We may go through dark valleys where the ground itself seems hidden from view. We may watch our lives shatter, our dreams die, our hope turn to a cruel taunt. We may see evil defeat good, injustice mock justice, and have our worst beliefs about the world confirmed. But that is not the end.

The end is hidden, unexpected, and surprising. You thought you had waited until the last moment, expecting anxiously the miracle you were sure would make it all clear, but what you thought was the last moment came and went. But it was not.

The night was spent in restless agony, the following day in the dazed stupor where even placing one foot in front of the other seemed pointless. Your life was destroyed, without even the pieces to begin rebuilding.

And then insult was added to injury: "they took the body, and I do not know where they have laid him." Do you suppose Mary wanted to curse God? To ask the embittered "What now? Was Friday not bad enough?" Was she shaking with anger as she turned to address the gardener that dared interrupt her mourning?

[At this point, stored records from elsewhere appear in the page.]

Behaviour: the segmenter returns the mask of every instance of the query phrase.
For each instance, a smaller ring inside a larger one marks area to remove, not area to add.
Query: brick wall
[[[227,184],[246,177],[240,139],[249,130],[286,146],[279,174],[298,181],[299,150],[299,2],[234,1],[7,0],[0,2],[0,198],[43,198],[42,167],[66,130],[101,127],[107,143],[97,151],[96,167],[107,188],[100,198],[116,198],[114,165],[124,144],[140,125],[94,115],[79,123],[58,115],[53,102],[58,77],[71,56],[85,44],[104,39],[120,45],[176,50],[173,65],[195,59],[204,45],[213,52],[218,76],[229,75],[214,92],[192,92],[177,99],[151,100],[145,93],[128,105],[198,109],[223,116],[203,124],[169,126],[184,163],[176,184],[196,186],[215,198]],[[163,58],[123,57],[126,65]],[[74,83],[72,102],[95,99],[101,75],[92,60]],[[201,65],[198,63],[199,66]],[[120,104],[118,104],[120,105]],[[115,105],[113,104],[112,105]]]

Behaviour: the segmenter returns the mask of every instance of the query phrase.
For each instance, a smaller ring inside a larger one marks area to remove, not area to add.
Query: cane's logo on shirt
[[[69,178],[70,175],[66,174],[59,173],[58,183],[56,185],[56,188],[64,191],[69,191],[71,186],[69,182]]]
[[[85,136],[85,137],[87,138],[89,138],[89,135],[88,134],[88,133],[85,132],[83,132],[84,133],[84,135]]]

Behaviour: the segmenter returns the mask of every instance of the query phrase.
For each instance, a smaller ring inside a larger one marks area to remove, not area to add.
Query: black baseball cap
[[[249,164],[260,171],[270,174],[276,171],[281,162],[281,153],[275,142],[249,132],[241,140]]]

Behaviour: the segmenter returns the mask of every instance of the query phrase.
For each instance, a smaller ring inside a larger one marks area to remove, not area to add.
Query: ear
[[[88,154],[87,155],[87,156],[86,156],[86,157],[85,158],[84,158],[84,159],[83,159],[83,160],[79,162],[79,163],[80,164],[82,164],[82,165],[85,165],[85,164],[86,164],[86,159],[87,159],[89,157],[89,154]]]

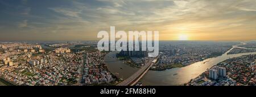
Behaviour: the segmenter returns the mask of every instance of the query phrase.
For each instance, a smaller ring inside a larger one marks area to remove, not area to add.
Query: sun
[[[187,41],[188,40],[188,35],[182,34],[179,35],[179,41]]]

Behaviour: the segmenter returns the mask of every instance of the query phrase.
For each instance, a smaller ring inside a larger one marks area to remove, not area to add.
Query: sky
[[[0,41],[98,40],[158,30],[160,40],[255,40],[255,0],[0,0]]]

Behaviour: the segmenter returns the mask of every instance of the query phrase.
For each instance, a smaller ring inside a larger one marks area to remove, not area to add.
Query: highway
[[[155,59],[158,58],[154,58],[150,59],[146,63],[145,66],[143,67],[139,70],[138,70],[136,73],[133,74],[131,76],[130,76],[127,79],[125,80],[123,82],[118,84],[117,86],[129,86],[129,85],[134,85],[138,81],[144,76],[144,74],[153,65],[152,61]]]

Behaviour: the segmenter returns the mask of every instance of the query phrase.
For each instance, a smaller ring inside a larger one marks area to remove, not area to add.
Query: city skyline
[[[0,41],[99,40],[101,30],[158,30],[160,40],[256,39],[256,1],[0,0]]]

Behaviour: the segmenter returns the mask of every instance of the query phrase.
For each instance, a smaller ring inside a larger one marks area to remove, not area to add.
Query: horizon
[[[212,5],[214,3],[214,5]],[[255,41],[253,0],[0,0],[0,41],[98,41],[158,30],[161,41]]]

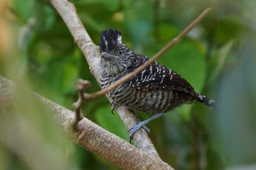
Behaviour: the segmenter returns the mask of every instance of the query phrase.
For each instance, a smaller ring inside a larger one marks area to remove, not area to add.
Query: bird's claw
[[[150,130],[148,127],[147,127],[147,126],[145,126],[145,125],[143,125],[141,123],[132,126],[132,127],[129,129],[129,130],[127,131],[128,132],[130,133],[129,139],[130,139],[131,144],[132,143],[133,136],[134,135],[135,132],[137,132],[138,130],[140,130],[140,129],[141,129],[141,127],[146,131],[146,132],[148,134],[149,134],[150,133]]]

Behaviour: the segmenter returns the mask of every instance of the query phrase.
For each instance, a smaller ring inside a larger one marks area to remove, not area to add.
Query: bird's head
[[[133,52],[122,41],[121,32],[104,30],[100,40],[100,65],[103,74],[116,75],[125,70],[133,61]]]

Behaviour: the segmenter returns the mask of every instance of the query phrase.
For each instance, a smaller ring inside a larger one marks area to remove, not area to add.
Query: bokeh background
[[[122,31],[138,53],[152,57],[205,8],[205,17],[157,61],[217,110],[196,103],[150,122],[164,161],[177,169],[256,169],[256,1],[254,0],[73,0],[93,42],[100,31]],[[0,1],[0,74],[72,110],[78,78],[100,90],[84,57],[47,1]],[[15,108],[0,105],[0,169],[118,169],[72,143],[52,115],[24,90]],[[0,96],[1,97],[1,96]],[[85,104],[84,115],[128,141],[106,97]],[[150,115],[137,113],[141,120]]]

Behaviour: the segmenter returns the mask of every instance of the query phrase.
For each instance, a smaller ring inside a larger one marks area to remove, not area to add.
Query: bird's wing
[[[140,57],[137,64],[130,67],[131,71],[148,60],[148,58],[144,56]],[[141,58],[142,57],[145,58]],[[140,61],[143,63],[138,64]],[[139,90],[179,90],[189,93],[194,96],[196,94],[192,86],[178,73],[156,61],[126,83],[130,87]]]

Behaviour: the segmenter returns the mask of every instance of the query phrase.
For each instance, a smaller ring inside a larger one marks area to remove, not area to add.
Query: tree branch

Easter means that when absolutely everything is stripped away and you can't seem to go on, God is doing things you cannot imagine. The story is still being written.

Why trust God? When all is lost, what basis do we have for belief? With the tangible effects of Friday hanging over us, as we live day-to-day in a seemingly endless Easter Saturday, we know that somewhere there is a Sunday yet to come.

Easter means light in the darkness, joy in the suffering, and hope in the emptiness.